Because of these deals, which allow our markets to be flooded with imports, while other countries are allowed to place significant restrictions on what we can export to them, America now makes virtually nothing substantial. While we may not make many clothes, electronic products or automobiles in our country anymore, we do lead the world in "consultants," "analysts," and "vice presidents in charge of looking out the window." We are increasingly becoming a have and have not society, with the middle class being squeezed out of existence. With bloated plutocrats like Warren Buffet and Bill Gates having enough wealth themselves to make hundreds of thousands of families millionaires, a reemergence of Huey Long's "Share The Wealth" movement, which was wildly popular in the early to mid 1930s, is long overdue.

People's pensions, 401K plans and IRA investments are all in jeopardy now. We need a massive redistribution of wealth, as well as a recognition that workers have to be paid enough to meet the costs of living. As it stands now, the cost of living is rising much more rapidly than the meager raises (when there are any at all) most working people receive annually. Combined with the ticking time bomb of Social Security, and we are in dire straits unless our corrupt and incompetent leaders don't finally act in the public interest.

If only I could get my name on the ballot....

A very high percentage of Americans believe that this nation was founded under the rubic of Adam Smith's "Free Trade" doctrine.
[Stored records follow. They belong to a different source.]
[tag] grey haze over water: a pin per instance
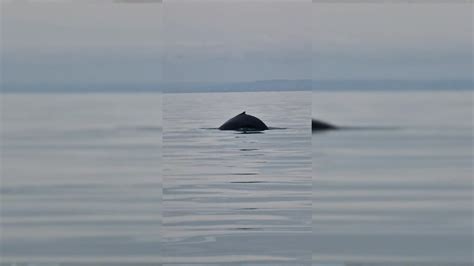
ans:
(153, 47)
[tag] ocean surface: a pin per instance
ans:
(147, 179)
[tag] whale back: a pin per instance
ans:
(320, 125)
(244, 122)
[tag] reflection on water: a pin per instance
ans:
(82, 180)
(392, 197)
(237, 198)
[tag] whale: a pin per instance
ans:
(317, 125)
(244, 122)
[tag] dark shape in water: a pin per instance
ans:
(320, 125)
(244, 122)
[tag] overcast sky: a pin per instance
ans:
(186, 40)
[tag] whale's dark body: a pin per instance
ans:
(317, 125)
(244, 122)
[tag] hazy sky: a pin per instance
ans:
(80, 44)
(232, 40)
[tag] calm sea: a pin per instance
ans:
(93, 178)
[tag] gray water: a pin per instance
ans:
(92, 178)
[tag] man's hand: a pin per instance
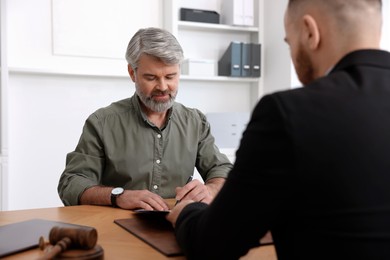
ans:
(197, 191)
(130, 199)
(175, 212)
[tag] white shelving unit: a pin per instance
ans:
(209, 41)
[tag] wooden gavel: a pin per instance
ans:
(64, 238)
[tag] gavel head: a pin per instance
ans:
(82, 237)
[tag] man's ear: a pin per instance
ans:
(131, 72)
(311, 32)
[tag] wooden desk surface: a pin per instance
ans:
(116, 242)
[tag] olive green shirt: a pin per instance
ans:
(119, 147)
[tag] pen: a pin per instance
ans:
(189, 179)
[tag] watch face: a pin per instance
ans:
(117, 191)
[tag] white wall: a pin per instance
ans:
(48, 103)
(56, 57)
(385, 42)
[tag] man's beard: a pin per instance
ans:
(304, 67)
(153, 105)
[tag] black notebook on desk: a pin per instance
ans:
(153, 229)
(21, 236)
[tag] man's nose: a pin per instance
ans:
(162, 84)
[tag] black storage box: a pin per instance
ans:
(197, 15)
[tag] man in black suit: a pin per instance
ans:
(313, 166)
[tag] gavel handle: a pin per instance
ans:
(58, 248)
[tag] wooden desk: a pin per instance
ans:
(116, 242)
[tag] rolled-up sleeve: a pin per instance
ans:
(84, 166)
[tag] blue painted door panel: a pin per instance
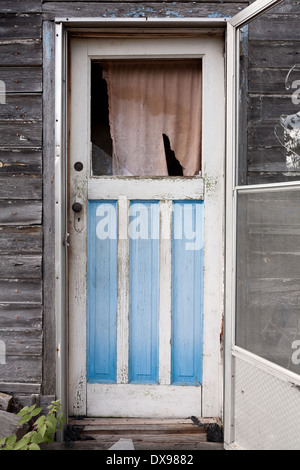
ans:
(187, 289)
(102, 292)
(143, 292)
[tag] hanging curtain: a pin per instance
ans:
(155, 117)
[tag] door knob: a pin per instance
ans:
(77, 207)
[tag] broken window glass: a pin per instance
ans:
(146, 118)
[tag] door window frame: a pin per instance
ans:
(91, 27)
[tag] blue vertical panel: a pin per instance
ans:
(102, 292)
(143, 292)
(187, 293)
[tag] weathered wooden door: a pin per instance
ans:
(262, 380)
(136, 258)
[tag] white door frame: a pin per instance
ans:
(214, 281)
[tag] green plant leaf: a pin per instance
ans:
(36, 411)
(42, 430)
(31, 408)
(23, 411)
(21, 443)
(11, 440)
(25, 419)
(40, 421)
(33, 446)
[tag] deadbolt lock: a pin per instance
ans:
(77, 207)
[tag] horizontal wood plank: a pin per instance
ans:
(21, 240)
(20, 187)
(22, 369)
(20, 316)
(21, 134)
(273, 27)
(136, 10)
(22, 79)
(20, 267)
(270, 108)
(19, 52)
(21, 107)
(22, 343)
(18, 26)
(19, 387)
(21, 6)
(262, 53)
(20, 212)
(21, 291)
(267, 81)
(20, 161)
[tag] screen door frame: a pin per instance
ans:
(232, 351)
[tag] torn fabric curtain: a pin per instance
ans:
(155, 116)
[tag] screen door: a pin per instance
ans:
(262, 400)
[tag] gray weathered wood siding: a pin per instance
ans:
(21, 197)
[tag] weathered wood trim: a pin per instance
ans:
(49, 357)
(135, 10)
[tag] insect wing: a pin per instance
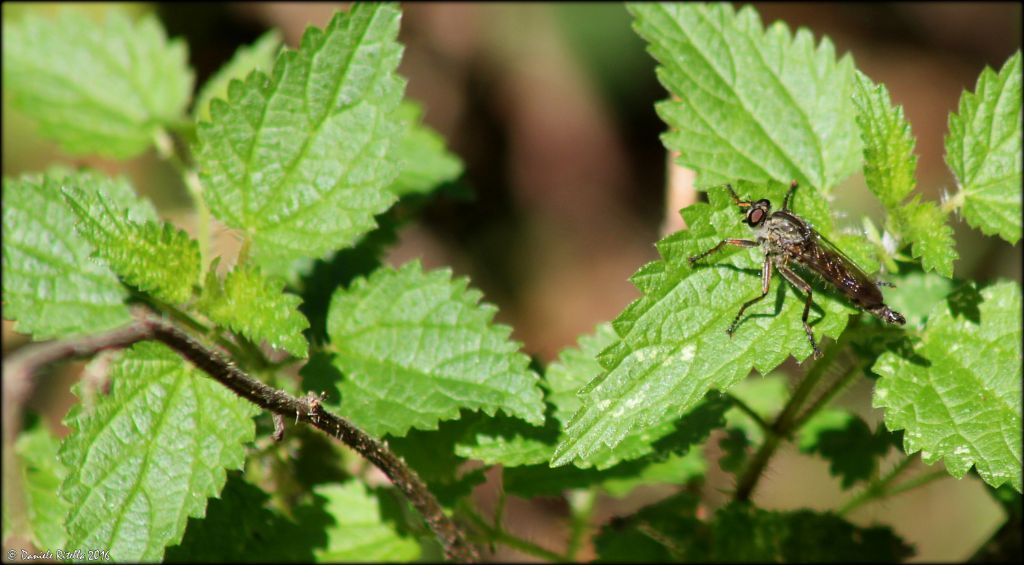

This is false. America was founded under the "American System of Political Economy". Lincoln, FDR and JFK were all practitioners of the American System. So we havent had any economic growth in physical terms since the mid 1960's. Monetary values have exploded but there has been no increase per capita in the physical wealth of the nation.

And Don I don't subcribe to our problems being the result of a few bad leaders. The problem lies with the population, they are the real problem.